2-е думал: о том, что есть компромисс, напишу об этом Черткову. Еще о издании своих сочинений только после смерти. Была Марья Александровна. Она едет на Кавказ с своей бывшей начальницей. Рассказывала о Черткове. Все бы хорошо, кабы только они (женщины) были на своем месте, т. е. смиренны. Стахович отец. Тяжело. Потом Свешникова милая. Потом Дунаев, хорошо поговорил с ним. [Вымарано 3–4 слова. ] Держусь изо всех сил. Можно, коли помнить. [Вымарано 3–4 слова.]

28 февраля. Москва. 89. Встал рано, убрал комнату, записал, иду кофе пить. Объелся кофеем.
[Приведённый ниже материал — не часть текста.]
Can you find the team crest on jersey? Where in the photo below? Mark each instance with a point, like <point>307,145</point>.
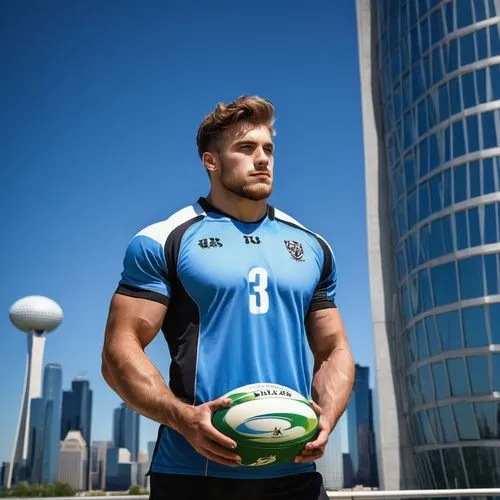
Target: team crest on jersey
<point>295,249</point>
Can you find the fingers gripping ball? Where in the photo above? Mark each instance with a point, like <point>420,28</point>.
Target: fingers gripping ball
<point>270,423</point>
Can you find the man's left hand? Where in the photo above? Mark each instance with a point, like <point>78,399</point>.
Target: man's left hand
<point>315,449</point>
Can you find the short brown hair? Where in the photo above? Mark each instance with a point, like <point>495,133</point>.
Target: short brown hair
<point>250,109</point>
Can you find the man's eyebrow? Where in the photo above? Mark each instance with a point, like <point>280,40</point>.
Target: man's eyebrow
<point>251,142</point>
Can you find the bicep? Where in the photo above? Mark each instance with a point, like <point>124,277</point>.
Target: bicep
<point>326,333</point>
<point>133,319</point>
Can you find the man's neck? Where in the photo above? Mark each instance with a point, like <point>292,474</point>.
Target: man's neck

Читал Leroi Bolieu. […] Вчера думал: многописание есть бедствие. Чтобы избавиться его, надо установить обычай, чтобы позорно было печататься при жизни — только после смерти. Сколько бы осадку село и какая бы пошла чистая вода! […]

1 марта. 89. Москва. Встал рано разбитый, слабый. Долго так сидел, с усилием записал. […] Был Гольцев. Я ему продиктовал теорию искусства. Был Альсид. Ужасно трудно во взрослые годы понимать степень ребячества молодых людей. Лег в 12.

3 марта. 89. Москва. Встал в 8, убрался.

[…] Поправлял об искусстве — вышло лучше. Начал было писать о Фрее — не пошло. Снес Гольцеву и зашел к Вере Александровне. […]

4 марта. Москва. 89. Встал позднее, записал, работать нечего, пойду пройдусь. Читал М. Arnold. Слабо. Софизмы о церкви, которая ему зачем-то нужна. Спал. Пошел в библейскую лавку, заперто. Дома много народа своего. Хорошо все было до приезда Сережи и его все одних и тех же разговоров, осуждающих все, отчаянных и оправдывающих себя. Я более горячо говорил, чем надо. Лева огорчает меня своей папиросочной плохостью. Ел лишнее, живот ноет. Потом пришел Касаткин, Архангельский, Янжул и Трирогова. Хорошо говорили. Письма два из Америки. Одно Панина, лекция обо мне, другое известие о свободо-земельном движении в Колорадо. Лег очень поздно.

7 марта. 89. Москва. Встал рано. С Сережей хорошо говорил, возил воду, записал и иду завтракать. От Ге вчера письмо хорошее. [Вымарано около 4 строк.]